Галдан спустился к берегу, наклонился, сунул руку в воду. В одном из шатров, раскинувшихся поблизости, послышался задушевный хур{52}. Печальная мелодия двух струн брала за сердце протяжным мотивом. Казалось, это мать плачет по единственному сыну. Настоящий музыкант и две жилы заставит петь с неведомой силой, позовет тебя в таинственный и хрупкий мир чувств.
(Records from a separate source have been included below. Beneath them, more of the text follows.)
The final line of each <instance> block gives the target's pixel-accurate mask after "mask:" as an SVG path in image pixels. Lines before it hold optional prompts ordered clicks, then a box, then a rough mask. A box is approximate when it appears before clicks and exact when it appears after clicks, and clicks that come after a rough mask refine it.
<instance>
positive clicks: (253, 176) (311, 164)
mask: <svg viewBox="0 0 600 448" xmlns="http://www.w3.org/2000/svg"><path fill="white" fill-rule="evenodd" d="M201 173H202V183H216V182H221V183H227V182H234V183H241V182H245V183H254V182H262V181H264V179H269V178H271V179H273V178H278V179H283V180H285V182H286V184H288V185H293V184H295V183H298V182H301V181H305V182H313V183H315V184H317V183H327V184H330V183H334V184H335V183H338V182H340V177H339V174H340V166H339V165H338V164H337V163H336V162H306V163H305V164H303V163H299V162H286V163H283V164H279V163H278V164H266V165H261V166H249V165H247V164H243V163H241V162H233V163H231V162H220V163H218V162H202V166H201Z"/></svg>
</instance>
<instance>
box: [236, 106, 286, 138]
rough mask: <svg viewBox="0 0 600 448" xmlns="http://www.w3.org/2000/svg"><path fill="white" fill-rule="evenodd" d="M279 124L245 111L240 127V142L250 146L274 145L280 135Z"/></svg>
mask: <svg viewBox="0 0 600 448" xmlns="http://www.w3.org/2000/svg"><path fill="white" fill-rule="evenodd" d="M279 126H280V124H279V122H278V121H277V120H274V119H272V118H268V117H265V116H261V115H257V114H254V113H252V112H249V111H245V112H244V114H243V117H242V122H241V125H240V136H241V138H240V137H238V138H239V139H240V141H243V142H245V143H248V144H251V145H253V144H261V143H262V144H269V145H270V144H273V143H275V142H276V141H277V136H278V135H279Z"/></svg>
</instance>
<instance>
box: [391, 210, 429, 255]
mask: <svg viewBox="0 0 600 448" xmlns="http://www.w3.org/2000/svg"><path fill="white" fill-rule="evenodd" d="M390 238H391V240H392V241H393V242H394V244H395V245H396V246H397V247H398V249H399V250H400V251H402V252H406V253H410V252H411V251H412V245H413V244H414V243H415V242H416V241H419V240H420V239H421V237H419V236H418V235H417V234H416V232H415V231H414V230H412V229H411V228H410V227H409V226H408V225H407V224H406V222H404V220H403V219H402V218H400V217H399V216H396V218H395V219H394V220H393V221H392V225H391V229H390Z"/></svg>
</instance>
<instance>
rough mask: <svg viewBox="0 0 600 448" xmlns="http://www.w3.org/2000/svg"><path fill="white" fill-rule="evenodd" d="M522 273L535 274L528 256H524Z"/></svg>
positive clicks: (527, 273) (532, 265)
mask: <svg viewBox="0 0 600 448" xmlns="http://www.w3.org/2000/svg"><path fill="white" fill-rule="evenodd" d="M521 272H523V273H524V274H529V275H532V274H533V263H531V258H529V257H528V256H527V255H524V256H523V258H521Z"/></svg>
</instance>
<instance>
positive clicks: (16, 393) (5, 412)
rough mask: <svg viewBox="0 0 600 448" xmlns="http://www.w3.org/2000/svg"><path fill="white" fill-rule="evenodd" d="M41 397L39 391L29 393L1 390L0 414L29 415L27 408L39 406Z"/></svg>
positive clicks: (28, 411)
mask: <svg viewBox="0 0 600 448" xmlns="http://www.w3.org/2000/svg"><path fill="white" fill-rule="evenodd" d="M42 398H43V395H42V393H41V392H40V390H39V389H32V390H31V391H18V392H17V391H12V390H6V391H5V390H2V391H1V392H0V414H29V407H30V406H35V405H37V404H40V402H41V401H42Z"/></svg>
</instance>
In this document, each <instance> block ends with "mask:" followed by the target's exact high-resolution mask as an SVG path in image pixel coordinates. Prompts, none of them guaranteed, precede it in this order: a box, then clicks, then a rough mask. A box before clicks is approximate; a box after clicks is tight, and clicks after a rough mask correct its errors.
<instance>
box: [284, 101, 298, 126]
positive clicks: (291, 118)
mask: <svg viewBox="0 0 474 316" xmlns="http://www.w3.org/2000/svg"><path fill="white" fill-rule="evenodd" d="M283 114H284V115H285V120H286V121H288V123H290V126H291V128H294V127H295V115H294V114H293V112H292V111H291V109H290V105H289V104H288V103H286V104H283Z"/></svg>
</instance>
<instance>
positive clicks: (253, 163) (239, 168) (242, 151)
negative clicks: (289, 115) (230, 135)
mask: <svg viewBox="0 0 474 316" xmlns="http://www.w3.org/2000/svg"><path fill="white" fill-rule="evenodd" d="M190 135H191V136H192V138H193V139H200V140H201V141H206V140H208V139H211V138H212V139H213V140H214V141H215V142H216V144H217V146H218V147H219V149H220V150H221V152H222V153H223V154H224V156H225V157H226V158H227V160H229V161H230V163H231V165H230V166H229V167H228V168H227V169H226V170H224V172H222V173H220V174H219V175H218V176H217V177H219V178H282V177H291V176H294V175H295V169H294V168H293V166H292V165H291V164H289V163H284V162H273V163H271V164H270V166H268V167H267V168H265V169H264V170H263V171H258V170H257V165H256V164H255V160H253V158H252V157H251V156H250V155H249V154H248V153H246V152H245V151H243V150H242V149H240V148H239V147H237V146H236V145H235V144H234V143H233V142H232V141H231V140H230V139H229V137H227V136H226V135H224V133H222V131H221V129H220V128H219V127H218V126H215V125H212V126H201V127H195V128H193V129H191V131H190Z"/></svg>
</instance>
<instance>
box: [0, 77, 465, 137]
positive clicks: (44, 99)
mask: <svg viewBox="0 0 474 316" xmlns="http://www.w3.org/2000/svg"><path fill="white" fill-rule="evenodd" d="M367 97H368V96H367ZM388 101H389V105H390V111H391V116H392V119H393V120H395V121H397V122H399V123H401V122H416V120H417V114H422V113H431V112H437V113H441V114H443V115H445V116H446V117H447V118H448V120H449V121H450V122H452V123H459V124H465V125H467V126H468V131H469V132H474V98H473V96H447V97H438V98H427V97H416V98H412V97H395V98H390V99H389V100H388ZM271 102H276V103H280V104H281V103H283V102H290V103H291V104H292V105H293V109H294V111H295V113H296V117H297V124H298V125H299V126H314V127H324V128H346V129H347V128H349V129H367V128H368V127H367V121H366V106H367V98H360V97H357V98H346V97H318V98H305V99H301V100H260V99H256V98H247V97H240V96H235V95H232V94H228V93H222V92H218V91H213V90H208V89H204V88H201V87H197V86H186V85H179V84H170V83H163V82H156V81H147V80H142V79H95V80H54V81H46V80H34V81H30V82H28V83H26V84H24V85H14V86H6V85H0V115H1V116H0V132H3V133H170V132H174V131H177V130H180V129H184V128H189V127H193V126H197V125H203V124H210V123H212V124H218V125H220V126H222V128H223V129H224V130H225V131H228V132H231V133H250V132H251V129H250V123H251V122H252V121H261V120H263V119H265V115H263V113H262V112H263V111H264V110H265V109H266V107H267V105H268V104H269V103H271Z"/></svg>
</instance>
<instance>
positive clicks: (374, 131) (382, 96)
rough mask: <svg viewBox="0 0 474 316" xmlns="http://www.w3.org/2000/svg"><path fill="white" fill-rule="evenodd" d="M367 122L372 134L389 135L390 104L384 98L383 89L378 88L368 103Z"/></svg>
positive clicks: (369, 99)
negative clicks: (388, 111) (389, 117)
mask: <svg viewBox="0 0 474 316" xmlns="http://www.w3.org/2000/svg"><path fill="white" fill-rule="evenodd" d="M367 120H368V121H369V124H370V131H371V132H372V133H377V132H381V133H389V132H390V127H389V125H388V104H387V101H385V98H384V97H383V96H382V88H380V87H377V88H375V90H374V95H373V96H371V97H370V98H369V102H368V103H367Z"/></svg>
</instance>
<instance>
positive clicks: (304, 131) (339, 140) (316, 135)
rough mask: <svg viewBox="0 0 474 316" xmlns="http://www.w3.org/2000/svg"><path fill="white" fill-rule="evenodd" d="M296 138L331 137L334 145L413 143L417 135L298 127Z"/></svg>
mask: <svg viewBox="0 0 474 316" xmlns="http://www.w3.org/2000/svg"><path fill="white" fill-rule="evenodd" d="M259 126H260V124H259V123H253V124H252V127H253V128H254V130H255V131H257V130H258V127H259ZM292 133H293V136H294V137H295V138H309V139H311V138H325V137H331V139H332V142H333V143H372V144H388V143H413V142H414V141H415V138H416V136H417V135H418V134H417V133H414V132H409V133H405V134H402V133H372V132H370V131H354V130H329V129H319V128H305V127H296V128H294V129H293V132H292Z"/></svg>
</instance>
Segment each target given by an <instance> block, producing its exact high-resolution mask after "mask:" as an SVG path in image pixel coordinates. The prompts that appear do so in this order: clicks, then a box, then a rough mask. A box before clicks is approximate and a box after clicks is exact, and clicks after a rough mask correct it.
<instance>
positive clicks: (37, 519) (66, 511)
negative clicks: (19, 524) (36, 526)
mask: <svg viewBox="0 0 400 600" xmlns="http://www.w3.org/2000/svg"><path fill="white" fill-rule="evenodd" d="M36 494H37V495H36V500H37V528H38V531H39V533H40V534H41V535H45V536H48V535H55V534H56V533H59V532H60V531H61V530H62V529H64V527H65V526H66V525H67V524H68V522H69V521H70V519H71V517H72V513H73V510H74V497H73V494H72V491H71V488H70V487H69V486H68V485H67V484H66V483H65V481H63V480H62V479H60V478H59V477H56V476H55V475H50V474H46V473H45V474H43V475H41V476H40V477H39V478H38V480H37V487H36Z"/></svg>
Это была песня, способная всколыхнуть все святое в сердце: напомнить родную землю, колыбельную матери…

Нелегко было у него на сердце. Если говорить честно, он просто пошел на поводу у духовенства, ведь именно Далай-лама хотел объединить монголов и ойротов, потому что у них были общие язык и вера. Он подчинился желанию Лхасы как покорный и любящий сын, а теперь ощутил всю сложность своего положения. Ведь если Тушету-хан выполнит волю Сюань Е и присоединится к Китаю, разразится большая война. Это не будет схватка между монголами и ойротами, а борьба не на жизнь, а на смерть Джунгарии с Китаем. Но Галдан понимал, что отступать ему некуда, будь что будет, он своего решения не изменит.

Душераздирающая мелодия пронзала его сердце — это протяжно стонал хур. Заунывные звуки срывались со струн, падали, как капли воска с оплывающей свечи. Повторяющиеся такты знакомого напева словно плакали по родной стороне, куда отныне заказаны пути.

* * *

Наступило лето 1695 года. Подымая пыль на дорогах, войско ойротов достигло Керулена. Добравшись до Халхи, оно остановилось. Галдан-хунтайши хотел начать тайные переговоры с зайсанами и нойонами Внутренней Монголии, Кукунора и Ордоса. С этой целью были отправлены послы, известные своим красноречием, — возможно, дело и увенчалось бы успехом, но уловки Галдана были раскрыты, китайцы перекрыли все дороги и следили за ойротами.

Маньчжурские власти забеспокоились. Цинская империя не желала уступить земли, заселенные монголами, ведь это могло стать поводом для всеобщего восстания в многонациональном государстве. Как известно, бурная лавина сметает даже самую крепкую плотину.

Словно три мощных потока, хлынувших сразу с восточной стороны, из центра Китая, и с запада — с Ганьсу и слившихся в одну быструю реку, четырехсоттысячное войско императора весной 1696 года выступило в поход. Двигалось оно продуманно, осторожно, в апреле пересекло пустыню Гоби и остановилось в пяти днях езды от лагеря Галдана, что расположился в пойме реки Керулен.